There is one main factor to blame for the population’s decimation, herbicides. Herbicides, or weed killers, are substances that are used to kill unwanted plants so that the desired crop can grow without competition or harm.

Milkweed is the only host plant for monarch butterflies. They eat it, lay their eggs on it, in fact their entire life cycle is synced up with the growth of the plant. Over the past two decades it has been the victim of Monsanto Companies’ Round-up. At the end of the twentieth century Monsanto began creating genetically modified foods, especially corn and soy plants, that could withstand certain herbicides, which allowed them to be sprayed all over the fields killing all of the milkweed plants without harm to the desired crop. As a result the milkweed population has declined by 80% over the past twenty years.

University of Minnesota Conservationist Karen Obserhuser believes that this is the clear cause of the Monarch Populations decline.

“We have this smoking gun,” Oberhauser told Minnasota’s Public Radio. “This is the only thing that we’ve actually been able to correlate with decreasing monarch numbers.”

But despite this so-called “smoking gun” being identified, monarch’s won’t see coverage under the endangered species act anytime soon. There are around 161 species that are said to have a higher priority in terms of protections. Because monarchs already have some state centered conservation efforts, and there are populations elsewhere on the Earth, for now they have been denied until they are revisited for protection in 2024.

“Getting put on the candidate waiting list is better than getting denied,” says Center for Biological Diversity conservation biologist Tierra Curry to Science magazine. “For the western population, protection was needed yesterday…The longer listing is delayed, the more difficult and expensive recovery planning becomes.”

That said there are programs in place working to protect the monarch population. There are federal programs emerging to incentive farmers not to use herbicides like Round-up, and millions of milkweed stems are being planted across the country.

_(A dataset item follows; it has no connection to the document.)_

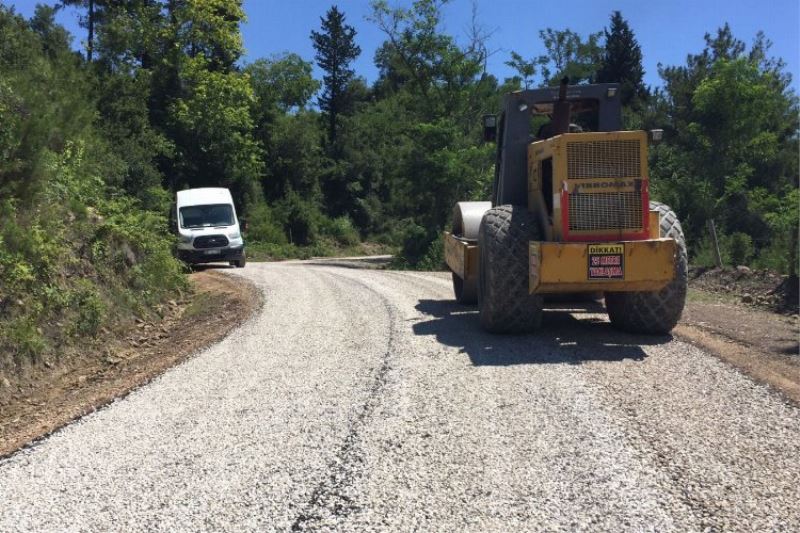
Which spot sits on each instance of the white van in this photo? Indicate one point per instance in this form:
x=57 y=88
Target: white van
x=207 y=227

But even more than all of this there is a cultural and symbolic something about butterflies. It’s their journey from a caterpillar to a winged creature. It’s places like the natural history museum where students field trip and look and hundreds of hundreds of butterflies. It’s an enchanting sense of magic and surrealism that comes with their flight.

Butterflies also have a diverse cultural significance. The western monarch population’s migration to Mexico aligns with the MexicanHoliday Dia de los muertos, or Day of the Dead, where family and friends honor family and friends that have passed away. Monarchs are believed to be spirits of the dead as their winter migration aligns with the Holiday. Butterflies even have a cameo in the Pixar movie Coco.

If we have any duty to our planet and the world around us, it’s to leave the world at least as sufficient as we found it, and letting butterflies become a memory of the past would certainly violate this. We owe it to them to allow them to view our planet in the same way that we do. If we don’t there will be people who come after us who will miss out on the wonder of a butterfly kiss as their delicate wings grace your fingers and bring them, or caring for them as larvae in a school classroom, and watching them as they nibble on flowers.